The way we each feel gratitude is different.
For many of us, it is the miracle of waking up every day or the feeling you feel every time you whisper “thank you” to God for all that is in your life. It’s the beauty you find in every moment, great and small, in your life.
But why is it so important to practice gratitude?
- According to positive psychology, gratitude is one of the important factors that lead us to happiness.
Research has shown that people who are grateful are happier, more optimistic, more energetic, and experience more positive emotions than those who have not cultivated a sense of gratitude within themselves. The man who enjoys his life sees it with another eye. He enjoys the gifts of his life and sees difficulties as opportunities and lessons. He gets used to seeing the positive side of life.
- Gratitude moves us to the present.
It helps us focus on what we have right now and helps us appreciate it. We thus avoid the trap of asking for what we do not have, comparing ourselves with others, and consequently becoming unhappy with feeling jealousy or envy or falling into the trap of “I would be happy if I had… or if I could…” No, if you have not lived through serious traumatic events, such as a war or rape, your happiness does not depend as much as you think on the external conditions of your life. It depends on how you see your life.
- Gratitude improves health.
Studies have shown that people who are grateful have lower stress, less anxiety, less chance of getting depressed or becoming neurotic. In fact, they tend to manage stressors and traumas more effectively.
- Expressing gratitude improves human relationships.
People who feel gratitude and express it tend to help others to reciprocate acts of kindness, and to be less materialistic.
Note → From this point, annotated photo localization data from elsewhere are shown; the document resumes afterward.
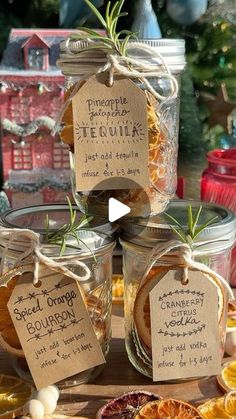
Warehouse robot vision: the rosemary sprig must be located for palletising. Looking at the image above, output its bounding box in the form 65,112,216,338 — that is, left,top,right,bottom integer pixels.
70,0,137,56
45,197,96,261
165,205,218,247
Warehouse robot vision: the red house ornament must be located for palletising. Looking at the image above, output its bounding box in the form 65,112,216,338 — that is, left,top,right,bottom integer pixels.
0,29,74,207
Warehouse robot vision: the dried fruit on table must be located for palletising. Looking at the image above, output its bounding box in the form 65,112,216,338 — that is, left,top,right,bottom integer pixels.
198,395,236,419
134,399,203,419
96,391,160,419
0,374,33,419
217,360,236,391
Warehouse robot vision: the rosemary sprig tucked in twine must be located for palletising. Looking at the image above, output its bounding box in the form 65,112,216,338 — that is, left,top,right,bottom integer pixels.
70,0,137,56
46,197,96,261
60,0,178,101
165,204,218,249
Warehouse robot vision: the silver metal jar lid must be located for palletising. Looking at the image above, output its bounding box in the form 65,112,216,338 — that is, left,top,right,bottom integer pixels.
57,39,186,75
121,200,236,251
0,204,115,253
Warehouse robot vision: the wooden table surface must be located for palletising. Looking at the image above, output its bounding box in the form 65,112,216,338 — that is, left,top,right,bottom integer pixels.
0,306,227,419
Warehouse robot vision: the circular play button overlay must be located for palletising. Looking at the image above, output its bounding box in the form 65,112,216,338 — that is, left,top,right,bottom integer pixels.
87,177,151,236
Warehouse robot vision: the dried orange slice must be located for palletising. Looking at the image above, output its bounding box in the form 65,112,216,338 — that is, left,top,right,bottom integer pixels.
198,394,236,419
134,266,224,349
134,399,203,419
0,374,33,419
217,360,236,391
198,397,230,419
96,390,160,419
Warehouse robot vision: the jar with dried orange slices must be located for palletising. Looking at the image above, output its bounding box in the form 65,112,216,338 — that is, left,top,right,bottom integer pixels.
121,201,236,381
58,31,185,217
0,204,115,387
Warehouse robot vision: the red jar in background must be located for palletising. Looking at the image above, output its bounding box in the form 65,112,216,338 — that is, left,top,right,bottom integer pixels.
201,148,236,287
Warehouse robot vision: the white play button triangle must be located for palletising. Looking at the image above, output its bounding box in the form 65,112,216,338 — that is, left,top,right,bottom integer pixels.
108,198,131,223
People who value their family and friends treat them better and develop closer bonds with family and friends.
- Expressing gratitude in times of hardship, chronic illness or loss helps people adapt and cope more effectively.
Although it sounds unlikely, research has shown that in very difficult times, expressing gratitude is perhaps the best we can do to cope.
For all of the above, it is important to feel grateful especially during this difficult time in the last few weeks. Perhaps this is how we can cope with the feeling of confinement but also the feeling of fear, loneliness, and possible illness. Maybe this is how we start to treat our people with more love and kindness, to become less critical of those around us.
Will you tell me, of course, how easy it is to be grateful especially now with all that we hear every day, with deaths rising dramatically in our city, threatened by the economic crisis?
Sure, it’s not an easy thing, but it can be learned. Gratitude requires daily practice but its rewards are many. Let’s start with a simple exercise. Let us note three different things every night that we are grateful for. In the beginning, it will be difficult. But the continuation can be a real surprise.